Revealed: What the Bobby Ball statue will look like | Sculptor chosen for comedian's tribute

Revealed: What the Bobby Ball statue will look like

Sculptor chosen for comedian's tribute

The statue of Bobby Ball will feature the comic as he was aged 40, with a ‘twinkle in his eye’ and in his familiar ‘Rock On Tommy’ stance, tugging on his braces.

London-based sculptor Ben Twiston-Davies has just been commissioned to produce the statue, which will sit in his home town of Lytham St Annes, near Blackpool.

The artist – who previously made the Agatha Christie memorial near Leicester Square tube station in London – was unanimously chosen from a shortlist of four by the comedian’s family, the local council and the trust which runs the gardens where it will be erected

No image has yet been release of the proposed design, but it will be one-and-a-half times his actual 5ft 2in height and depict him with one leg forward and slightly pulling on his right brace with his right thumb.
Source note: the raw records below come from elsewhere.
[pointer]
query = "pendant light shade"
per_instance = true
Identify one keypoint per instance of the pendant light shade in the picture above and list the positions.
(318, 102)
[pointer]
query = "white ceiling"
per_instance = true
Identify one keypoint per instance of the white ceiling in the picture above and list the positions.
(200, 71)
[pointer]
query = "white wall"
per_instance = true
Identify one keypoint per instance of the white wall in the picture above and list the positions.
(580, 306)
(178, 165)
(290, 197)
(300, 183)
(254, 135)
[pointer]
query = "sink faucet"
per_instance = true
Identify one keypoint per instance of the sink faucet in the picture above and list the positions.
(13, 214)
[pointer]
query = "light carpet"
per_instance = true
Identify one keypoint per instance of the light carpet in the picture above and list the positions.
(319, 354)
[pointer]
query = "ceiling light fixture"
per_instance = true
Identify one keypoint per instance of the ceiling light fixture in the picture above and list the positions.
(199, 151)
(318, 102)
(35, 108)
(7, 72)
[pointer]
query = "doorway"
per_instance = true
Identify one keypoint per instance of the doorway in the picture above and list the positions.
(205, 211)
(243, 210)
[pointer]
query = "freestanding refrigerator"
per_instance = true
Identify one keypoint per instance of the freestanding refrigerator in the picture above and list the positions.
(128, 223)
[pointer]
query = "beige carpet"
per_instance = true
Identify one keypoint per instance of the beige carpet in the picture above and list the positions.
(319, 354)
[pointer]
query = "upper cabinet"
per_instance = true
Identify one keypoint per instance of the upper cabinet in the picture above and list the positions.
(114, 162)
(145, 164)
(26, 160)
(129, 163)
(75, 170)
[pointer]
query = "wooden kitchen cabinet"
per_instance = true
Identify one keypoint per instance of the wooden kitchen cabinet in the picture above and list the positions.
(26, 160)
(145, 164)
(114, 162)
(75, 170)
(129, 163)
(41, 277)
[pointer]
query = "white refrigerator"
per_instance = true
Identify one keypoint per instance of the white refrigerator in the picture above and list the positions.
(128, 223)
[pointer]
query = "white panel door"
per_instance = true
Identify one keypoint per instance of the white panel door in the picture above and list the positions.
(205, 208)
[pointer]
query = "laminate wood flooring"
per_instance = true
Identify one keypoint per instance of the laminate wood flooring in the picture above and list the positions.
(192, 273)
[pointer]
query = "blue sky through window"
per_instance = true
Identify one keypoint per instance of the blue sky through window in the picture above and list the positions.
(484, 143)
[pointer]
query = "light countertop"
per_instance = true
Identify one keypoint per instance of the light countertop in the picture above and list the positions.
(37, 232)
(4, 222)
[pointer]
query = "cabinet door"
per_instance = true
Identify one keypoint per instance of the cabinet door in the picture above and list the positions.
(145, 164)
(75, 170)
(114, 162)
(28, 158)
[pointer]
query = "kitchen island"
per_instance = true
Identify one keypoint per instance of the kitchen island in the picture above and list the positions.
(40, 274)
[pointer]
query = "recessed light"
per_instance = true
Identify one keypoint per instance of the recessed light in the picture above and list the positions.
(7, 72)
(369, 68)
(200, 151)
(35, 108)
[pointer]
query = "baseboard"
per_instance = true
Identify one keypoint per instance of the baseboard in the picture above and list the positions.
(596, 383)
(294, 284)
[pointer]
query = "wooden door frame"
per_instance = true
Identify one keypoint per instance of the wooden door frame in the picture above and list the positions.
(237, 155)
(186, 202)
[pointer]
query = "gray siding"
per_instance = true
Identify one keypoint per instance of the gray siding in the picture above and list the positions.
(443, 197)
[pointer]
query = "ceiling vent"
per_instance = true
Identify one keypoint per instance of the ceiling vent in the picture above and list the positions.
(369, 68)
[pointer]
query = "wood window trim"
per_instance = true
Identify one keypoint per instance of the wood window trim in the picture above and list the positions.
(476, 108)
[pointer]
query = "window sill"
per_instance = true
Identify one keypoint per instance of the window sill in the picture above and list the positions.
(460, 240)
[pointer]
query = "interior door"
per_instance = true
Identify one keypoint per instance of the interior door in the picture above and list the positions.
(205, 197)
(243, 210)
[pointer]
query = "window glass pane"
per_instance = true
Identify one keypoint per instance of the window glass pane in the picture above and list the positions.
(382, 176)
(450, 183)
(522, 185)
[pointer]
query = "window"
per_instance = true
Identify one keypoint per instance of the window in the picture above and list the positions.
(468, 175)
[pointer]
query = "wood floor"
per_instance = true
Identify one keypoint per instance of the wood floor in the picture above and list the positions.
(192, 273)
Flyde council leader Karen Buckley said: ‘Bobby was a very special, incredibly talented and unique individual who was truly adopted by the locals of Lytham St Annes.

‘His lasting legacy of kindness and joy means he will be sadly missed and this statue will ensure he can go on giving that joy to visitors and residents of the area long after Bobby took his final bow and left the stage.’

Ball - known for his long partnership with Tommy Cannon and later roles in the likes of Lee Mack sitcom Not Going Out - died in October at the age of 76 after contracting coronavirus.

The Lowther Pavilion, the theatre next to the gardens where the statue will be erected, are hoping to raise £100,000 to pay for it through crowdfunding, and are currently just over a quarter of the way to their target.

Theatre manager Tim Lince  said: ‘The whole team at Lowther 100 per cent supports this idea.

‘He was more than just a local comedian for our theatre. Bobby was a great supporter and helped us fundraise. Hhe wasn't just supportive of the professional acts, but the amateur groups as well.

‘He was a real community player, and he would often drop in with his mischievous laugh coming down the corridor. He is a great, great loss to Lowther. The volunteers, the staff and everyone else would like to see something done to honour his memory.’